Water change with gravel clean

Buy an aquarium syphon tube and it will almost always come with a wide bore gravel cleaning attachment. Gravel vacs are great because you get the opportunity to clean your gravel while also conducting a water change. Uneaten food and fish poo builds up in aquarium gravel and can harbour nitrate, so it's best removed.

Choose a gravel cleaner that suits your size of the tank. Too small and it will take a long time to remove water. Too large and it may not fit in under the tank lid, may struggle to start syphoning, and it will remove water too quickly, emptying the tank. 

Other ways to do a water change

In small nano tanks, you could simply use a one-litre measuring jug.
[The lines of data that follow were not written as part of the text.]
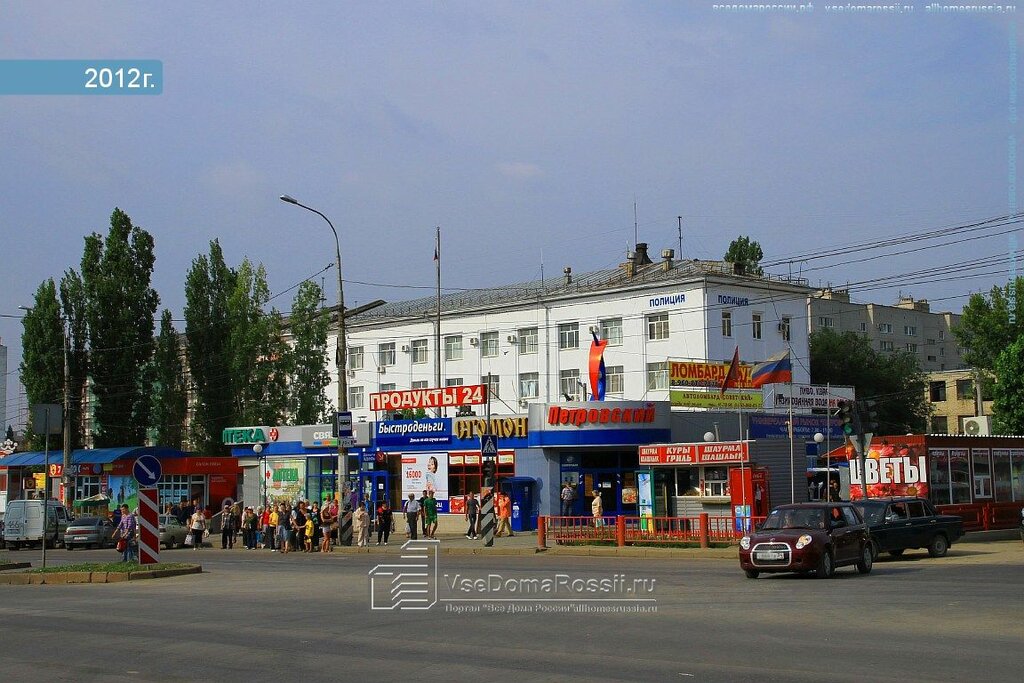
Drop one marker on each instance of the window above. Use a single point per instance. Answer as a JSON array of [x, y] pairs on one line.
[[568, 384], [965, 389], [611, 331], [453, 347], [356, 398], [419, 350], [613, 380], [493, 385], [488, 344], [783, 327], [568, 336], [529, 385], [527, 341], [657, 327], [657, 376]]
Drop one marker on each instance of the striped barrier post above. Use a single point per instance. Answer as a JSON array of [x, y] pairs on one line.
[[345, 532], [148, 526], [487, 519]]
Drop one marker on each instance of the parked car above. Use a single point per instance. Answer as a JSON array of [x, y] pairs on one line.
[[172, 532], [89, 532], [908, 523], [808, 538]]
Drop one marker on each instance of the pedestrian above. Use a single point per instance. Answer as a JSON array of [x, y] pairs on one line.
[[413, 515], [197, 522], [126, 531], [430, 515], [360, 524], [472, 515], [383, 521], [568, 498], [597, 509], [226, 528]]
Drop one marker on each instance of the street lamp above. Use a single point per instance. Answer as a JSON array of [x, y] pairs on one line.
[[340, 358]]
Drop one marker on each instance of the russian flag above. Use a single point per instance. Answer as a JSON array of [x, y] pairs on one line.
[[775, 370]]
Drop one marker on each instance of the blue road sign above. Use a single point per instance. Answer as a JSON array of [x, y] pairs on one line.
[[146, 470]]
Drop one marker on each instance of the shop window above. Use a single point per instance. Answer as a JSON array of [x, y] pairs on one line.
[[568, 336]]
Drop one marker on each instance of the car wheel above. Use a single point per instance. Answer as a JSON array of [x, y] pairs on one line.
[[826, 567], [938, 547], [866, 559]]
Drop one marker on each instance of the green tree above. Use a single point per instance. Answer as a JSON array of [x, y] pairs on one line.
[[1009, 389], [308, 325], [120, 308], [745, 255], [894, 381], [73, 304], [169, 393], [42, 353], [209, 284]]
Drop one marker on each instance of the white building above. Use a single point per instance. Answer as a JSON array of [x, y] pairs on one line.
[[534, 338]]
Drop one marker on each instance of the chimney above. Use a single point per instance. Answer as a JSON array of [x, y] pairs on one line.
[[667, 255]]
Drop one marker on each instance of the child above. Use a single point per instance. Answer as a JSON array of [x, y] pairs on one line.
[[309, 534]]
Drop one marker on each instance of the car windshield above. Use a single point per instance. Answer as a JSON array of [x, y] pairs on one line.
[[796, 518], [872, 514]]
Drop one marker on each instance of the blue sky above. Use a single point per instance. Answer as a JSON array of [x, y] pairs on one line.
[[525, 130]]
You know its volume and it’s very quick and easy. In huge fish tanks, you could literally bail water out using a bucket, although it's hard physical work. 

If you don’t want to put your back out you could simply pump water from the tank. Connect an aquarium powerhead or pump to a long hose and put the other end of the hose out in the garden or down a drain. Just make sure you don’t forget and pump all the water out, or that an unprotected pump intake doesn’t suck in your fish.